Huurman, you seem quite willing to accept any old tosh in a whisky pr release as fact!

The Glenturret story is also a pr myth - misleading statements about the origins of whisky brands are certainly not confined to Ireland.

There was once a nonsensical story about Littlemill's foundation date, which (a couple of years ago) the new owners honorably admitted was pants.

Sadly, Glenturret continues to offer misleading information to customers regarding the date of the (quite modern) distillery's foundation date.

Distillery foundation dates are not "lost in the mists of time", as is sometimes said.
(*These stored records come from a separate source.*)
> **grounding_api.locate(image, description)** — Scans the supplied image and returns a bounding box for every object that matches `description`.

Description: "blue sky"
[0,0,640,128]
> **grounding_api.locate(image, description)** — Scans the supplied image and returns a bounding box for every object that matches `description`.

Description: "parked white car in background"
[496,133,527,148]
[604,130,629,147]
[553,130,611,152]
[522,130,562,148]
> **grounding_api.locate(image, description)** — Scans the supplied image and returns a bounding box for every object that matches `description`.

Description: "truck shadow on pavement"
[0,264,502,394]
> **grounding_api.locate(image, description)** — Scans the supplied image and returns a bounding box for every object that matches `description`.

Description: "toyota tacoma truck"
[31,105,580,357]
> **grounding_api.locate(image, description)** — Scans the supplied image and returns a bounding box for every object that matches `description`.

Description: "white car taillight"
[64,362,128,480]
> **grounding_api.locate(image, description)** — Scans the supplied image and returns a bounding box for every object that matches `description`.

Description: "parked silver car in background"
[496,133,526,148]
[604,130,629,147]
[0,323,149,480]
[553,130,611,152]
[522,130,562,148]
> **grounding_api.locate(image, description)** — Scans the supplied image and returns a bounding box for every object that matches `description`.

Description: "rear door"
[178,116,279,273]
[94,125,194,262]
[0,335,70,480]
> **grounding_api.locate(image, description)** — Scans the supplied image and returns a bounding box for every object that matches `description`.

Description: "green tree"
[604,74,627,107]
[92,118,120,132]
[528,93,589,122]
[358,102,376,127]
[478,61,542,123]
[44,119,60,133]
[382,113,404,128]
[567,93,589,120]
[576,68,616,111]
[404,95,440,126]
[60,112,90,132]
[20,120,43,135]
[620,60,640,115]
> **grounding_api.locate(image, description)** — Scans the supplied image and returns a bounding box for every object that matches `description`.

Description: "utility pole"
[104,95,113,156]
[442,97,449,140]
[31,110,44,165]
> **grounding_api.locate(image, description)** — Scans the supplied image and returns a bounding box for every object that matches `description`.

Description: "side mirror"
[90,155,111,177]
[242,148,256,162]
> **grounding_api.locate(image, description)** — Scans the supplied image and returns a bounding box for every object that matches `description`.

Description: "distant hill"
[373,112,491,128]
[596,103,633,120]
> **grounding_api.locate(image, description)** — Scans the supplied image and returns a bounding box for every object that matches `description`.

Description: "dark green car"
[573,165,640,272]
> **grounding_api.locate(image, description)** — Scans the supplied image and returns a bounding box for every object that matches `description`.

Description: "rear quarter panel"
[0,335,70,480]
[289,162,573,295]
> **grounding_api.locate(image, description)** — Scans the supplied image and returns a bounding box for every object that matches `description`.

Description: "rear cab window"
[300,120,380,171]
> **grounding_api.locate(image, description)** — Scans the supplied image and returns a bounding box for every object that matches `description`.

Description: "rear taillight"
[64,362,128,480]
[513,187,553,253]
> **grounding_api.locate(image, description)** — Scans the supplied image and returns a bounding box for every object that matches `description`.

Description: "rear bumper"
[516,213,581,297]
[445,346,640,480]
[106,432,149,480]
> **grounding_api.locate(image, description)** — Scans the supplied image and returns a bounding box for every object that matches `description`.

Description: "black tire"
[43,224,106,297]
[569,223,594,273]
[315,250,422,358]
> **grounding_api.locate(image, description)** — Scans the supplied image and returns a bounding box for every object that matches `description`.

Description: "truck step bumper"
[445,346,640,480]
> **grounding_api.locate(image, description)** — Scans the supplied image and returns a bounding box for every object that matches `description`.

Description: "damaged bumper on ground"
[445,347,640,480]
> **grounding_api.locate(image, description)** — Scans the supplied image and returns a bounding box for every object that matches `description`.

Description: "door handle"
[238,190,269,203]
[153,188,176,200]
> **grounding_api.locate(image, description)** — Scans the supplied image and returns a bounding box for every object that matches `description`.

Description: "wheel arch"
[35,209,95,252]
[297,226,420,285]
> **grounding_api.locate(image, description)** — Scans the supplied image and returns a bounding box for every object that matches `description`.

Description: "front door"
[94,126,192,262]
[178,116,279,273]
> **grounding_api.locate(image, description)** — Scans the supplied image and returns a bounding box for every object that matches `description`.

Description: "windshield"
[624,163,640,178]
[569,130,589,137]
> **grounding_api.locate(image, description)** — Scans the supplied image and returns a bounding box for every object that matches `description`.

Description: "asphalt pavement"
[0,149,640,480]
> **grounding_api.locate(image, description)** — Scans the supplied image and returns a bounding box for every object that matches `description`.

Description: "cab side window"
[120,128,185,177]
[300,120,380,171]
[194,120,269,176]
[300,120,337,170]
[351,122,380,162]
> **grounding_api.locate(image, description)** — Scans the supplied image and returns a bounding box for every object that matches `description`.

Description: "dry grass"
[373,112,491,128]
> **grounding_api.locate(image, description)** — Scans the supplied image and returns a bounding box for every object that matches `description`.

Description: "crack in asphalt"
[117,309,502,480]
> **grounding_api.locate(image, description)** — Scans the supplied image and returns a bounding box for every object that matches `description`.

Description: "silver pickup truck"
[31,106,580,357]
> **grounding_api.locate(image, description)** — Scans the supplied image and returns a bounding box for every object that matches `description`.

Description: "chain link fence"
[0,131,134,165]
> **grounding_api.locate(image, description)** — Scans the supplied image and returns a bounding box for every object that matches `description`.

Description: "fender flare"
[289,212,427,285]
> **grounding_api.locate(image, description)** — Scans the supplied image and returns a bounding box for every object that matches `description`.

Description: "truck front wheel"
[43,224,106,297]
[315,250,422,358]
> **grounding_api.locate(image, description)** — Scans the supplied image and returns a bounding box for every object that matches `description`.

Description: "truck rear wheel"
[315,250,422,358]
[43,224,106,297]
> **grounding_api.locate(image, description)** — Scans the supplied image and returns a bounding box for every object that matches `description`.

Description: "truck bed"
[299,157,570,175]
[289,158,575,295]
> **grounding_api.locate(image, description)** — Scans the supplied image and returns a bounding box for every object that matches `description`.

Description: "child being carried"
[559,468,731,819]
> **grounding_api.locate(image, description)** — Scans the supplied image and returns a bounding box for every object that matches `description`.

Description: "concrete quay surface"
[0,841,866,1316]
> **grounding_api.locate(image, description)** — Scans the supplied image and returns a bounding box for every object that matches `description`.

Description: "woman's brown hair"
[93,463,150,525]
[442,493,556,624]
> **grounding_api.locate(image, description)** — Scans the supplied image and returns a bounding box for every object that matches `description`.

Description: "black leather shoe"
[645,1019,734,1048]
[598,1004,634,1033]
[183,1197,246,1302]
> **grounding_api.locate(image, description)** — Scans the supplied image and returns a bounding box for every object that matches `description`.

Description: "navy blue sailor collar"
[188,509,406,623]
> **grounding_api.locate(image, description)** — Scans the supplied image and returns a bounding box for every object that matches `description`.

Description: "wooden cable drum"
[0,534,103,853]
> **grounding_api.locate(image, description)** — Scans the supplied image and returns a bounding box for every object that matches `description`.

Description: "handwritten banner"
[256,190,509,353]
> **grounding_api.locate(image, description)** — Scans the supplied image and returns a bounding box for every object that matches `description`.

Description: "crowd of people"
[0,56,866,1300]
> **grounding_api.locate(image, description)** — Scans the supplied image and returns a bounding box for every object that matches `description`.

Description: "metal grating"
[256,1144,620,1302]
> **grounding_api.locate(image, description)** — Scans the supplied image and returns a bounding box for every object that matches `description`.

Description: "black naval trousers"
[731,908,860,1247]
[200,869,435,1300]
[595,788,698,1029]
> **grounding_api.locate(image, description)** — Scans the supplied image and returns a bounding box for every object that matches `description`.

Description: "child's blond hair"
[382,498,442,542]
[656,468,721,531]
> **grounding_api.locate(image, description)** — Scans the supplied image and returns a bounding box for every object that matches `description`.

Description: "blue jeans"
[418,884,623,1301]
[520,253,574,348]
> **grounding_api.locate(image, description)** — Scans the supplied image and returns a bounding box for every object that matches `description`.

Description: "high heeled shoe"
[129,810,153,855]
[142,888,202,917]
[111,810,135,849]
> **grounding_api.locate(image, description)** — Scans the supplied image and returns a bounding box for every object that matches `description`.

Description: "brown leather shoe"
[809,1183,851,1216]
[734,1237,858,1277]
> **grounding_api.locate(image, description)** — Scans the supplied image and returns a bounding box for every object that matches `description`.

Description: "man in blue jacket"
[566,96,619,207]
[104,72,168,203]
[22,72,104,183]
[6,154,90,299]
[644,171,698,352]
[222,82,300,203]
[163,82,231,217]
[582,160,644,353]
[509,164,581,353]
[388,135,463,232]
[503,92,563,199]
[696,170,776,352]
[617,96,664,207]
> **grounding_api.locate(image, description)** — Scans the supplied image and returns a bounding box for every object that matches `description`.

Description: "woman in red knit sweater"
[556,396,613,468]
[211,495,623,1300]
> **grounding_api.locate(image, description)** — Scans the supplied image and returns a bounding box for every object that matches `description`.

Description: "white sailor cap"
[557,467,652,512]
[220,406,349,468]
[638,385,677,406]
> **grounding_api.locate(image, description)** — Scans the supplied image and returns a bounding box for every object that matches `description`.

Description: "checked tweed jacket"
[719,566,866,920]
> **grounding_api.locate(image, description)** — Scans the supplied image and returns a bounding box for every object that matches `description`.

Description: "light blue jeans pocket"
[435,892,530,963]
Distilleries are subject to Excise duty and other government regulations and taxes, and therefore they appear in government records in the UK. No distillery on the Glenturret site is mentioned in any records (government or otherwise) prior to early 19th century. The current distillery was built on the site in late 1950s or early 1960s, by James Fairlie.

Obviously, most people have neither the time nor the opportunity to check UK government or other archives - but they have been consulted in the research undertaken for respected published histories such as Moss & Hume's The Making of Scotch Whisky, and Charles Craig's Scotch Whisky Industry Record (both of which were sponsored by the Scotch whisky industry to establish and record the true stories of the leading distilleries and companies!). And checked and updated by subsequent historical researchers.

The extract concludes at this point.